I'm currently living in a house with three other girls, but two are leaving this year and me and my housemate C have to move out when our contract is up at the end of June.
I am a student in the South of the city, and where we are right now is very convenient for university and university social events. C has recently started her own business in the city centre, she is keen to get a place in the Northern Quarter of the city for convenience: she has to carry a heavy suitcase full of stock every day, and where we are now the bus takes 30 mins plus 10 min walk.
C suffers from depression. It comes and goes, but recently it got bad when she broke up with her boyfriend and self-harmed for the first time. I'm not much better in that department, having suffered from depression and anxiety. The reason this year has been better for both of us (barring the bf incident) is that we've had each other, we have quite a lot in common and neither of us really have many other friends in the city. I don't think it's a good idea for her to live alone, I know from experience how awful that can be. I'm not looking forward to the pot-luck of finding a houseshare as I find it hard enough to find friends as it is.

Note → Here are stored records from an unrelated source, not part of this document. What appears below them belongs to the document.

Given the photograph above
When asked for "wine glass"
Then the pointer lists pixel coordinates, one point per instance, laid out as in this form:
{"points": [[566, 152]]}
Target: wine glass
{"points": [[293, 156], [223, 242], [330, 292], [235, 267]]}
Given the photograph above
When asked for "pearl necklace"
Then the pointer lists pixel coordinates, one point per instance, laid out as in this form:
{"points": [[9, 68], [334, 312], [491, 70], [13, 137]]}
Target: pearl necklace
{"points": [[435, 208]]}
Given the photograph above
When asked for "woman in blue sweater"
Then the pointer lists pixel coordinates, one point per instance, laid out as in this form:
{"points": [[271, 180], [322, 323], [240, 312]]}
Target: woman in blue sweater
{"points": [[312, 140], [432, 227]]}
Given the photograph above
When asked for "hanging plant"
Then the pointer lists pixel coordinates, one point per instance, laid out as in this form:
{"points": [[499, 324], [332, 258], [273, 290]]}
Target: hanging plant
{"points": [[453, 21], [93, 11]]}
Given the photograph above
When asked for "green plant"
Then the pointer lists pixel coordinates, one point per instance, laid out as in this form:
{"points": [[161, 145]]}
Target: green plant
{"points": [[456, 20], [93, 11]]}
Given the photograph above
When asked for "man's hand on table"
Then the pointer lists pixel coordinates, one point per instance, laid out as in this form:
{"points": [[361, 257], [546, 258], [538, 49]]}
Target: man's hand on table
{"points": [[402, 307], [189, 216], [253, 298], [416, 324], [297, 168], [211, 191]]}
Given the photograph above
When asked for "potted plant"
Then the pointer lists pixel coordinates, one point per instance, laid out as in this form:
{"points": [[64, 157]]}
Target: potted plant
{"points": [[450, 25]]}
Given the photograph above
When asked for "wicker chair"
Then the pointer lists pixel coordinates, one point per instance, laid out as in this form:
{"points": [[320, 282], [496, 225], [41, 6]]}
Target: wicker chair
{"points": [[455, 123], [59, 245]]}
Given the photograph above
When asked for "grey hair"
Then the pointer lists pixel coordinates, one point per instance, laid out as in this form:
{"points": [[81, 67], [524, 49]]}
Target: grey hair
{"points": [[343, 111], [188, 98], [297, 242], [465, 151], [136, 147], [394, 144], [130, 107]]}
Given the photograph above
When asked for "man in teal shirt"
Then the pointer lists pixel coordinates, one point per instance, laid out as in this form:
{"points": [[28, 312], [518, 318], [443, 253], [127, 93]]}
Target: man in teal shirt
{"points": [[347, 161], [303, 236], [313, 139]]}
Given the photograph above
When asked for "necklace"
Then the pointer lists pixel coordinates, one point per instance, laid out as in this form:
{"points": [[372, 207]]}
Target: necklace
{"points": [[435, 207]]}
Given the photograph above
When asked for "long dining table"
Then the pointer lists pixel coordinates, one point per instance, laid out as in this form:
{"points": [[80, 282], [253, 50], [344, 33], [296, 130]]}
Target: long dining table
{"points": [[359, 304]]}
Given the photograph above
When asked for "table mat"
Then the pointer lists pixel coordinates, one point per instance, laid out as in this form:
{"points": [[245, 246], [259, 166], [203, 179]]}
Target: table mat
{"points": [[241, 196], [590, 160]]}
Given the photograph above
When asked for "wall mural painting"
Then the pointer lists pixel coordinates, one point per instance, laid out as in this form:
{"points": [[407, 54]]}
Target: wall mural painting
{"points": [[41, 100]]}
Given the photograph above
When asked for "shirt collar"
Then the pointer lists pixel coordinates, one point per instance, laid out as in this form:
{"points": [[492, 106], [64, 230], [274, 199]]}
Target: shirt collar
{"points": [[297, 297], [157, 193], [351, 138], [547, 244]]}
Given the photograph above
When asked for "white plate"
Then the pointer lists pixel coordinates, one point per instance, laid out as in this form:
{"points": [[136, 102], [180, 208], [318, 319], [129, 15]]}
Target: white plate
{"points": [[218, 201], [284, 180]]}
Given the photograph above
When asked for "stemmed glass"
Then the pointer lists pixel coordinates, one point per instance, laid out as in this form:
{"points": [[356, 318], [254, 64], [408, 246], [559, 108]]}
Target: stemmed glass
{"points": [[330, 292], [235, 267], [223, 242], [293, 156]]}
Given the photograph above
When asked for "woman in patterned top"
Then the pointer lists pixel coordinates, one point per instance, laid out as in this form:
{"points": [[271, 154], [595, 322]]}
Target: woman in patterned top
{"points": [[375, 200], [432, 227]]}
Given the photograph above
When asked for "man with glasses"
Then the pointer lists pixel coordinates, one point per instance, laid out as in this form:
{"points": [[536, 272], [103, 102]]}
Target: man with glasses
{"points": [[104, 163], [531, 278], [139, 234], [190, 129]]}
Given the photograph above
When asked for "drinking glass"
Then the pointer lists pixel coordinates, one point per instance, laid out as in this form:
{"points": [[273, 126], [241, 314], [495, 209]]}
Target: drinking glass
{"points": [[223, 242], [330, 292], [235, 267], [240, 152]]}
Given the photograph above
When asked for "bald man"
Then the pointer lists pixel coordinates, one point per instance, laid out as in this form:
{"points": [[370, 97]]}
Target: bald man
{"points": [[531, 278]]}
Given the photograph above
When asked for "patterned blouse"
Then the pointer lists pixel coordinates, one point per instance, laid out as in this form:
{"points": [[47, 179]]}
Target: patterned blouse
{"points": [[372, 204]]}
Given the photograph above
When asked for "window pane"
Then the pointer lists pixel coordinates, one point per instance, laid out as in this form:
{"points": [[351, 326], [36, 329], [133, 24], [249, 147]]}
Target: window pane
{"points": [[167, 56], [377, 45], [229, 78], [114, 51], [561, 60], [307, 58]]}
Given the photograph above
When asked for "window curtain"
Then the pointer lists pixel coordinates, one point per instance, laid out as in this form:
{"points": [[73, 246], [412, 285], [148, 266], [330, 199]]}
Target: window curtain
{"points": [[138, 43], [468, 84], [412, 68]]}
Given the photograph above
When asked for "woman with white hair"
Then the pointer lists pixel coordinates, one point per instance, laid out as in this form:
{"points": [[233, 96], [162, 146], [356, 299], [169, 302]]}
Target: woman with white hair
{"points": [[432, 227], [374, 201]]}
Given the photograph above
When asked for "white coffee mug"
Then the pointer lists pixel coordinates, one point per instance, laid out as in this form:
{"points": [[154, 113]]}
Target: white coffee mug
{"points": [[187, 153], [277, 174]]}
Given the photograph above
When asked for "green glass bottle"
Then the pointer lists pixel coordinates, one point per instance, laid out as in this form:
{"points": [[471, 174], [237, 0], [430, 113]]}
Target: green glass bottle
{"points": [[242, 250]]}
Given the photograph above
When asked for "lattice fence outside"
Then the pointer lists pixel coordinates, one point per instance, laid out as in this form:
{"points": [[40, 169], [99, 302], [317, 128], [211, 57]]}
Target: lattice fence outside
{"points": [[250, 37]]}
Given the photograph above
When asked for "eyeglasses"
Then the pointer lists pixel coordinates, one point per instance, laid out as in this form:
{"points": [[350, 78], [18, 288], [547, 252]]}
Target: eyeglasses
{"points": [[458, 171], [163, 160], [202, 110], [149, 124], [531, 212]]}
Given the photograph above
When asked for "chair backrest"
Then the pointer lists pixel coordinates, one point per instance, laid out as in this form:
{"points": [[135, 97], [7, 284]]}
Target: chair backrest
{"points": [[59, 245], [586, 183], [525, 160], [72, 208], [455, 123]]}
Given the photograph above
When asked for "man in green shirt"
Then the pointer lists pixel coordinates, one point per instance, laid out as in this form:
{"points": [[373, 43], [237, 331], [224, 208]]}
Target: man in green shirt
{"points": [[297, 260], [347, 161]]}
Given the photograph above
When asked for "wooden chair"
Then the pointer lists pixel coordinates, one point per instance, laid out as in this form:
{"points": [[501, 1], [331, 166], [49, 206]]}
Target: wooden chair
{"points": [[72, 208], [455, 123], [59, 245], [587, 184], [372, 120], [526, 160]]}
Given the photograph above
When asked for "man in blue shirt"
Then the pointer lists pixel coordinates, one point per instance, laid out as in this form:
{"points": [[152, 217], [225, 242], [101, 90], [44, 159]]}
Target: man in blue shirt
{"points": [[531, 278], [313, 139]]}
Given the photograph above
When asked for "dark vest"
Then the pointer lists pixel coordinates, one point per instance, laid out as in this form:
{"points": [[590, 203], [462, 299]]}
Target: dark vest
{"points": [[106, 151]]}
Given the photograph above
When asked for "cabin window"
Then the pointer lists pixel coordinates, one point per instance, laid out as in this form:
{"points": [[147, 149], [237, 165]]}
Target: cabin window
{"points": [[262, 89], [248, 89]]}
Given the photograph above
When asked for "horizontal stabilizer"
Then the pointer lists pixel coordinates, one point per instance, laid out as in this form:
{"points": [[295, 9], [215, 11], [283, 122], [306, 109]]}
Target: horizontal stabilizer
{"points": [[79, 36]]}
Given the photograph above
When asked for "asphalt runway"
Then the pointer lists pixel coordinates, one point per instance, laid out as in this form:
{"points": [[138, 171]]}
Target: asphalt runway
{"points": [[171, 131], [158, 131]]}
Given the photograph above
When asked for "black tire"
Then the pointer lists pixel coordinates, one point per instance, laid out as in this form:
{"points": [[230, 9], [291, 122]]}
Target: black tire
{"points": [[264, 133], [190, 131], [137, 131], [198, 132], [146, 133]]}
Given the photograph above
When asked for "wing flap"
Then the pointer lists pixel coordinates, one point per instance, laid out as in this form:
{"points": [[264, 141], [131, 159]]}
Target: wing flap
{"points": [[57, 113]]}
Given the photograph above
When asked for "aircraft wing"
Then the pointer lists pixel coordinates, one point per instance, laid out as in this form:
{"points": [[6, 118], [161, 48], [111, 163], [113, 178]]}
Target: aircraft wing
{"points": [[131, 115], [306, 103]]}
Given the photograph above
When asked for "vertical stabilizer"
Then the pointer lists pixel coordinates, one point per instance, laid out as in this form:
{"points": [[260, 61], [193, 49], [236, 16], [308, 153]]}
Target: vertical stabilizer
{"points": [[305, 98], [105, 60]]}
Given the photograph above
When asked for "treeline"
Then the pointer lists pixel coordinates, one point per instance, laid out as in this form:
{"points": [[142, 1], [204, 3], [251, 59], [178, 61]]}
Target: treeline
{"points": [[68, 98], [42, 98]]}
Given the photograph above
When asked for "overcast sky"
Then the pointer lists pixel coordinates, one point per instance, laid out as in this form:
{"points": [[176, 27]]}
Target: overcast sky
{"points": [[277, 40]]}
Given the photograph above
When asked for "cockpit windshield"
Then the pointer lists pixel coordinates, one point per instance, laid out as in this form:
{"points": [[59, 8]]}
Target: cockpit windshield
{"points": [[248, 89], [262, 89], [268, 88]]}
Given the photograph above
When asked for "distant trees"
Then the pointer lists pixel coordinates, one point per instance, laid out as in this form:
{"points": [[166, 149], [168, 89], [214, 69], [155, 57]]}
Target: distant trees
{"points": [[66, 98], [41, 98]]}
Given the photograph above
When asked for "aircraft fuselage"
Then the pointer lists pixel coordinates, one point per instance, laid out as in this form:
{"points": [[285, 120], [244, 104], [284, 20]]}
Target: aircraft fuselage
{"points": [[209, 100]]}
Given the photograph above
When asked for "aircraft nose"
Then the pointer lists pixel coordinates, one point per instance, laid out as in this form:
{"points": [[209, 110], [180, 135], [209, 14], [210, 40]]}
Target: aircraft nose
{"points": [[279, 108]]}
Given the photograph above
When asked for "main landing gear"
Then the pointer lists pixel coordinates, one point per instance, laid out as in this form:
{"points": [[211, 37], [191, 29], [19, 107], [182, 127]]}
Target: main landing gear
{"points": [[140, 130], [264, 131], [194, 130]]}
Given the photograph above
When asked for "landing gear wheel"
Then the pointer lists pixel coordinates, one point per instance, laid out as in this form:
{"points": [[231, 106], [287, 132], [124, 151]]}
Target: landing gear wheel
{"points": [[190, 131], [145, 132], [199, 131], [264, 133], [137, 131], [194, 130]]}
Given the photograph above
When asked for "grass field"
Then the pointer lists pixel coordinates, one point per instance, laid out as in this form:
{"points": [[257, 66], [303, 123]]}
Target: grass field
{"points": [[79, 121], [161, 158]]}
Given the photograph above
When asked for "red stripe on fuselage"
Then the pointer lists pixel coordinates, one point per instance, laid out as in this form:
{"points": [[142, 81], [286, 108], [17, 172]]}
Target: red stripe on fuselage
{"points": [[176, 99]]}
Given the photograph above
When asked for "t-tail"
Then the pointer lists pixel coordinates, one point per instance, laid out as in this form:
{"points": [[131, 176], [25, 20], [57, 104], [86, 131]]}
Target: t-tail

I've got to make a decision of whether to find a place in the Northern Quarter with C, sacrificing convenience and some social opportunities, or to look for another houseshare (or move back home if I have to) and let C find a place of her own. I don't particularly want to do either.
I need some advice, I don't know what to do!
The city centre is a mostly pedestrian zone and a one-way system. Transport is not a big deal (I ride a bike) but it would probably double my travel time. it's just very isolated in the Northern Quarter, it's the opposite side of the city.
I'm looking at some way to compromise, but there's not much near the main road between the university and the centre.
- blackpool lassLv 71 decade agoFavorite Answer
hiya, i think it would be better if you still shared with C,as you like each other and you help each other out.that's what good friends do.look out for each other.its worth a bit of inconvenience, just to be living with a good mate.would you really want to move back home,after having a place of your own.you have your own rules,and your parents rules, might not be as easy as yours.take what you can for now,you can always look for some were better over the months.x
- Anonymous1 decade ago
It sounds as though it would be a good idea for you to continue sharing with C for mutual support, but it would be good for you both to have other friends as well, so you don't want to sacrifice your social life. Could you find somewhere equidistant from university and the city centre, so neither of you have to travel too far? Alternatively, if you have less to carry than C, it might be easier for you to travel further. Could you use a bike? - it can be as quick as the bus. Would it be too expensive to live in the city centre? I imagine there would be a good transport service from the city centre to university.
- 1 decade ago
I would suggest moving in with C, talk to her about it and discuss the situation. I would look into the other available public transport options though. Perhaps you could get more than one bus or train to university. So its going to be a long journey into university, I don't see that as a big deal. Which is more important having a long journey into university, or your happiness?